Geçenlerde anneme gittik. Eve girdim ki anamın suratı bir karış. “Git de bak, bacın ne çıkarmış başıma,” dedi. Gittim baktım ki iki civciv. Biri siyah, öteki mor. Çok sinir oldum! Hemen ifadesini aldım. Efendim, görünce kıyamamış hayvanlara. Yüz tanesi bir kolinin içinde bağrışıp duruyormuş da. Bunları alıp hayatlarını kurtarmış. Süper kahramanım benim!

“Kızım ben görüyorum sağda solda, seç al, tanesi 1 TL diye de utanmadan yazı yazmışlar. Niye alıyorsunuz bunları? Yazık günah” dedim. “Neee 1 TL mi? Ben tanesine 3 TL verdim, yuh be kazıklandım!” diye çok hayıflandı. Konu o değildi ama neyse.

Bebelerim civcivleri görünce sevinçten deli oldular. Ama ellemediler. Civcivler cik cik cik, tüm gün beynimizi şişirdi. Annem kapalı balkona koydurmuş. Orası da sıcak. İçeri almak zorunda kalıyoruz. Daha iki günün içinde sepetten kaçmayı da öğrenmiş keratalar. Aklım çıkıyordu üstlerine basacağız caaak diye ezeceğiz meretleri diye.
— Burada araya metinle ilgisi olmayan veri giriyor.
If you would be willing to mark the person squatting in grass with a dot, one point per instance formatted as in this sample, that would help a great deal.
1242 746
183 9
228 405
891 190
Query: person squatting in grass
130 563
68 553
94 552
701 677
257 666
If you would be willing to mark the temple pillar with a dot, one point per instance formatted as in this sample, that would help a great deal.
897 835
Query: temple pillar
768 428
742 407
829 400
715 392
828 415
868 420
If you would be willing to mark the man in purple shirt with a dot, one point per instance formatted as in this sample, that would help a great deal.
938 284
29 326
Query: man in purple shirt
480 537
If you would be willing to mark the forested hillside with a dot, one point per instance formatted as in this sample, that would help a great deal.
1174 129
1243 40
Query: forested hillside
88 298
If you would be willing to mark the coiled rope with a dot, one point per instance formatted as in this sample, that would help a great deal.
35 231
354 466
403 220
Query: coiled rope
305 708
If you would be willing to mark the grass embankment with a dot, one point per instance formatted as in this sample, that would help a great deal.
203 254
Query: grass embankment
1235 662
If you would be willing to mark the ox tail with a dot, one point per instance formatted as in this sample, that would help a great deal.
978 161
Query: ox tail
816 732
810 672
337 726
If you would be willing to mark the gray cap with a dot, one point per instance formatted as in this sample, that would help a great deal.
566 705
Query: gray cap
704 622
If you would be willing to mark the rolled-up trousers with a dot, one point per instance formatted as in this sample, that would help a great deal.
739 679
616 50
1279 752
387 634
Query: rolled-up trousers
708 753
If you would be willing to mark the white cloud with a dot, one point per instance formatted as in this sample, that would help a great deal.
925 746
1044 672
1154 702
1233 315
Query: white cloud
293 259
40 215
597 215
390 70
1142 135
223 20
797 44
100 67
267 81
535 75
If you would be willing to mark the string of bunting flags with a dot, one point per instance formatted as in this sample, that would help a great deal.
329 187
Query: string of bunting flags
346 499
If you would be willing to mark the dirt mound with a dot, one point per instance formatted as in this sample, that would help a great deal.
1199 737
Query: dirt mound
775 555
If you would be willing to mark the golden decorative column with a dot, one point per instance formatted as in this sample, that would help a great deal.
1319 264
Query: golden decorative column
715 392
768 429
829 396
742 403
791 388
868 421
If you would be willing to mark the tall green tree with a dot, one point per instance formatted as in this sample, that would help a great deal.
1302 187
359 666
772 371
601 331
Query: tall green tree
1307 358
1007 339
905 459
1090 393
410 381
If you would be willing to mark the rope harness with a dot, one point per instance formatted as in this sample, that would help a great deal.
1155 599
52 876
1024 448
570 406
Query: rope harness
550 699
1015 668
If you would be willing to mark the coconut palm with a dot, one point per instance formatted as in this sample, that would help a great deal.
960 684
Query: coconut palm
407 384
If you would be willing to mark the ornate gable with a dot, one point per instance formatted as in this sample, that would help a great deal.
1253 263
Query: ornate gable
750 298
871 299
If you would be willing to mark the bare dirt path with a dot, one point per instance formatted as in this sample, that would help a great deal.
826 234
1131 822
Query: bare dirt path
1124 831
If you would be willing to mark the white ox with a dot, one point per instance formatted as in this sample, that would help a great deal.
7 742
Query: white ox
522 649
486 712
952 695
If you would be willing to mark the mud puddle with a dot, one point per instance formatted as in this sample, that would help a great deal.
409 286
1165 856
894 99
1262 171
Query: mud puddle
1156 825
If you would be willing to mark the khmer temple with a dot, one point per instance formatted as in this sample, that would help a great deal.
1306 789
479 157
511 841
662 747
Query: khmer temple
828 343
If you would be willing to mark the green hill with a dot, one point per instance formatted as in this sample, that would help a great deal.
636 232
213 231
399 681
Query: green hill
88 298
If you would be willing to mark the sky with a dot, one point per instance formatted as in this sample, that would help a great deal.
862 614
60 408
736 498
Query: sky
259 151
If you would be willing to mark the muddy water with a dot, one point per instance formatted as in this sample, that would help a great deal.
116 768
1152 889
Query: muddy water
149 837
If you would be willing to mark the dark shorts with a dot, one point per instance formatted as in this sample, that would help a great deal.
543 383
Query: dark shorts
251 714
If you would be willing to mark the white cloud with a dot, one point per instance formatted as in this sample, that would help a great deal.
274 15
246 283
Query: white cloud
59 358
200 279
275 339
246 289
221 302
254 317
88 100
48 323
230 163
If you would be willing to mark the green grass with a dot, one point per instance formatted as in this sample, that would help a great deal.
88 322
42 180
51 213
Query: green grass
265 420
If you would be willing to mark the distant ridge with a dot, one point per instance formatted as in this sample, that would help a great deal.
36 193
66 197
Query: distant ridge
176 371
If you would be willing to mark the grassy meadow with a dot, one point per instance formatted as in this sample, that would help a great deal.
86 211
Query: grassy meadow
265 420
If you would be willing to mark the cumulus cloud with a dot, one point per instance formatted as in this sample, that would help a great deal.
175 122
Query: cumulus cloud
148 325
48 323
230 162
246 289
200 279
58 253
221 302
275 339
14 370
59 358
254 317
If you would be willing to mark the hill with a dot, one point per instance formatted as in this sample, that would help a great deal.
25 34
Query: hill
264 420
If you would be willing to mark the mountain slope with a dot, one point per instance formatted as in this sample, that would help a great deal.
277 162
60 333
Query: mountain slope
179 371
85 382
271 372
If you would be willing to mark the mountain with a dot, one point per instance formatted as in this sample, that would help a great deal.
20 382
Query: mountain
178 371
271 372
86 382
Bu arada ishal olmuşlar. Her taraf b.k. İki adımda bir mıçıyorlar. Benim bebelerin tuvalet eğitimini dert ediyorduk, bir de onlar çıktı başımıza. Tek b.klarıyla kalsa. Önce suluğa giriyor, sonra yeme basıyor, sonra da evi dolaşmaya kalkıyorlar. Yemler yerlere saçıldı, sular sağa sola döküldü. Pıt pıt pıt en olmadık yere girip çıkıyorlar. Sesleri de hiç kesilmiyor. Annem çıldırdı. “Ben ayy yazık ölecekler,” dedikçe o “Hadi işallah işallah!” diyordu.

Bacım desen hiç laf söyletmiyor bebelerine. Ağzını açacak olsan ibik ibik ibikliyor. Tavuk gibi de sürekli başlarında. Yok acıktılar mı, yok canları solucan mı çekti, yok üşüdüler mi… Bana ikizler neyse ona da ikizleri oymuş.  Görsen kendi yumurtlamış sanırsın. Öyle bir sevgi, öyle bir ihtimam.  Hatta anam bebelerine laf söylemesin diye kıçlarına don bile dikti.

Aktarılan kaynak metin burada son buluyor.